Desde el fondo de mi ser, quería decirle que tener sexo en el baño de un bar con una prostituta era demasiado pe­queño. Que había maneras de fornicar espléndidas y que, quizá, nos merecíamos una cogida grandiosa… Pero mi bo­rrachera y nuestro poco vocabulario en común nunca hu­biesen podido hacerle entender este melindre.

Un melindre estético. Enteramente estético. Cada vez me resultaba más difícil  soportar la fealdad.

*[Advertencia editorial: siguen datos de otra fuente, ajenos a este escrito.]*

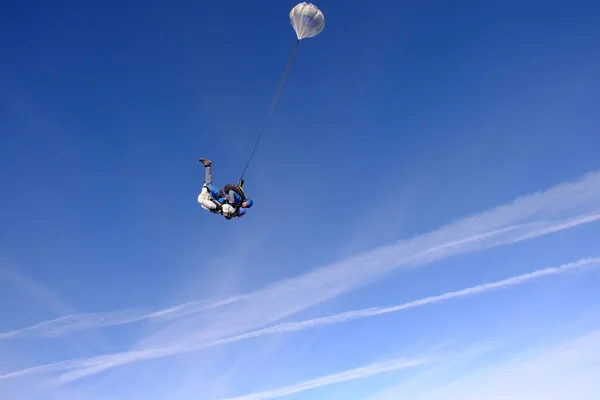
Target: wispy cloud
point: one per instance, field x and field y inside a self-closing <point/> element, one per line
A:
<point x="86" y="321"/>
<point x="350" y="375"/>
<point x="562" y="207"/>
<point x="567" y="370"/>
<point x="80" y="369"/>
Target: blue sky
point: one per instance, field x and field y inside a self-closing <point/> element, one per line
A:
<point x="423" y="159"/>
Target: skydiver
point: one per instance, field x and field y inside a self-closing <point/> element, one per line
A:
<point x="230" y="202"/>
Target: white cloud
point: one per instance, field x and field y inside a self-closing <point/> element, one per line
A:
<point x="559" y="208"/>
<point x="566" y="371"/>
<point x="350" y="375"/>
<point x="80" y="369"/>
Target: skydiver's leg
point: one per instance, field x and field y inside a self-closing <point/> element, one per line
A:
<point x="214" y="191"/>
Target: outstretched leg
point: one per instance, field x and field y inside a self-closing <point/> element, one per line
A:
<point x="208" y="178"/>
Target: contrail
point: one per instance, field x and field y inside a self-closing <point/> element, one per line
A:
<point x="350" y="375"/>
<point x="575" y="203"/>
<point x="94" y="365"/>
<point x="86" y="321"/>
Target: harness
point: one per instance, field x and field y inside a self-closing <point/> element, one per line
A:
<point x="239" y="191"/>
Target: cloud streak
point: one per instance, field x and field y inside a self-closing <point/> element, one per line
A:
<point x="85" y="321"/>
<point x="80" y="369"/>
<point x="350" y="375"/>
<point x="559" y="208"/>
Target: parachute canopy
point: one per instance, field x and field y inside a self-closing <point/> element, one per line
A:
<point x="307" y="20"/>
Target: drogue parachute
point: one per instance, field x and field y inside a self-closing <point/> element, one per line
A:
<point x="307" y="20"/>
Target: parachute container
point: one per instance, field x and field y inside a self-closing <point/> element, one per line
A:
<point x="307" y="20"/>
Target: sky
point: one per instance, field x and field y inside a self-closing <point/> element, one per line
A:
<point x="427" y="201"/>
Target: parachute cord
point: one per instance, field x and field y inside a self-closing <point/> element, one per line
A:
<point x="271" y="110"/>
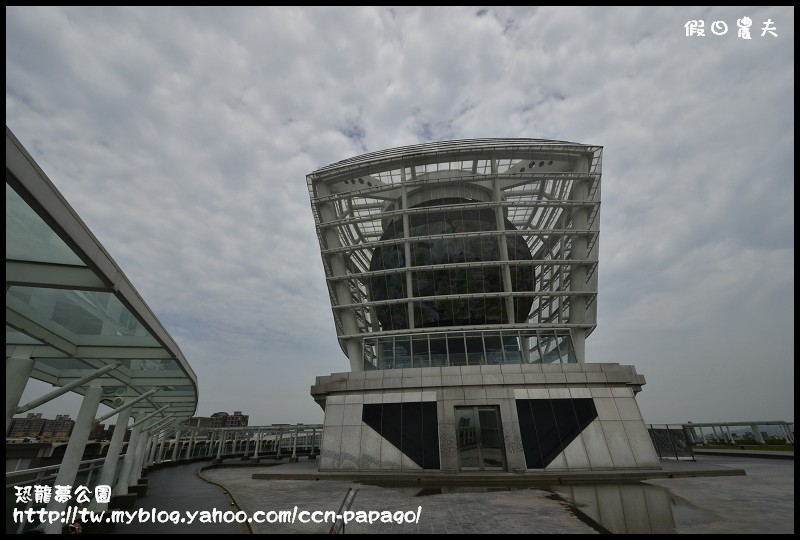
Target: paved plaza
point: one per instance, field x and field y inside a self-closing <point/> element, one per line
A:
<point x="762" y="501"/>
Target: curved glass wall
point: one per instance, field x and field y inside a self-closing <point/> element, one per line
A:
<point x="483" y="347"/>
<point x="451" y="276"/>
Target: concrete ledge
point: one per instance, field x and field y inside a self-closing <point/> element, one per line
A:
<point x="140" y="490"/>
<point x="527" y="478"/>
<point x="769" y="454"/>
<point x="122" y="502"/>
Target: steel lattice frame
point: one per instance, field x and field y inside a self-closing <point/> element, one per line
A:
<point x="548" y="190"/>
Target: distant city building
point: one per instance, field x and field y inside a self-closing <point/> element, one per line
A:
<point x="198" y="421"/>
<point x="98" y="432"/>
<point x="223" y="419"/>
<point x="31" y="426"/>
<point x="57" y="430"/>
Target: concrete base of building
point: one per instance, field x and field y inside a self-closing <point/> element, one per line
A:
<point x="510" y="417"/>
<point x="122" y="502"/>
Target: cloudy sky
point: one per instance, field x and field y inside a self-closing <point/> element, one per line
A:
<point x="183" y="136"/>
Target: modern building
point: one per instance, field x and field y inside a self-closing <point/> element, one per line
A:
<point x="223" y="419"/>
<point x="29" y="427"/>
<point x="463" y="282"/>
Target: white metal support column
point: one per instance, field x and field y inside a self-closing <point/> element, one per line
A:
<point x="578" y="274"/>
<point x="342" y="288"/>
<point x="141" y="449"/>
<point x="130" y="458"/>
<point x="190" y="447"/>
<point x="407" y="249"/>
<point x="112" y="455"/>
<point x="502" y="244"/>
<point x="74" y="454"/>
<point x="294" y="444"/>
<point x="176" y="448"/>
<point x="258" y="444"/>
<point x="18" y="369"/>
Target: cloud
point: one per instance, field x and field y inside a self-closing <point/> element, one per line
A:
<point x="182" y="137"/>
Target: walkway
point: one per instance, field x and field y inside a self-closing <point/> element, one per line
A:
<point x="178" y="488"/>
<point x="762" y="501"/>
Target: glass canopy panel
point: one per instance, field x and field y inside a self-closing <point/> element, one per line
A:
<point x="79" y="316"/>
<point x="65" y="363"/>
<point x="29" y="238"/>
<point x="14" y="337"/>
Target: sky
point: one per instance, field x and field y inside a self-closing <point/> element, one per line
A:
<point x="182" y="136"/>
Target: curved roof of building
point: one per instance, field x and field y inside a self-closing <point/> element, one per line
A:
<point x="70" y="307"/>
<point x="453" y="147"/>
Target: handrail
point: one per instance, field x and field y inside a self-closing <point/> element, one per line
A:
<point x="347" y="502"/>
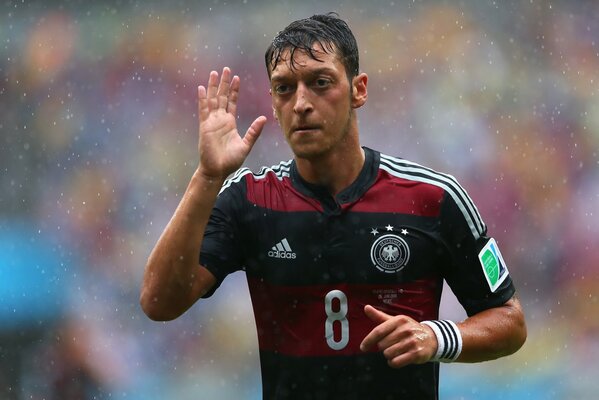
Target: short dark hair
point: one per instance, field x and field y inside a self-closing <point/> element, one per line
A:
<point x="328" y="30"/>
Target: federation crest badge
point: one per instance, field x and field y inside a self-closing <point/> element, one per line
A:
<point x="389" y="252"/>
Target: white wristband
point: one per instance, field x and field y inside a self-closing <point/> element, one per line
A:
<point x="449" y="340"/>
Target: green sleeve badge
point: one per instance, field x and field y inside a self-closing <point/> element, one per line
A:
<point x="494" y="267"/>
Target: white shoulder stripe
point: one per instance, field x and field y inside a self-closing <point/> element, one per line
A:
<point x="413" y="171"/>
<point x="280" y="170"/>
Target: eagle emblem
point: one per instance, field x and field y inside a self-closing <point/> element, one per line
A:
<point x="390" y="253"/>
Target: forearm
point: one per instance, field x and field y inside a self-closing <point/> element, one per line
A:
<point x="493" y="333"/>
<point x="172" y="279"/>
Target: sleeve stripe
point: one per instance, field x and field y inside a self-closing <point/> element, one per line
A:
<point x="281" y="171"/>
<point x="412" y="171"/>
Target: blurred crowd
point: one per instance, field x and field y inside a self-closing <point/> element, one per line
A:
<point x="98" y="139"/>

Pasadas las tres y ciertamente ebrio, asumí que me en­contraba cerca del apartamento. Hubiera preferido no en­trar. Un súbito malestar en el  hígado me traía el recuerdo de mi incomodidad con la señora y me prometí buscar una solución al día siguiente. Ahora tendría que afrontar el lle­gar a deshoras, despertarla de su santo sueño con el siempre preocupante ruido de una llave que gira en la cerradura, angustiarla con mi sombra avanzando en las tinieblas.

Estas elucubraciones me hicieron vacilar frente a la puerta, pero no tenía opción. Decidí obrar con decisión, afe­rrándome a la convicción de que estaba en todo mi derecho.

Di vuelta al cerrojo. Entré sin consideración por el rui­do que hacían mis zapatos sobre el piso de madera. Crucé el corto trecho, sin ver más que la puerta de mi dormitorio (no quería ser indiscreto y husmear a la dama dormida). Sin embargo, al encender la luz de mi cuarto, no pude evitar voltear a ver hacia su cama. Había un supremo desorden pero… ella brillaba por su ausencia.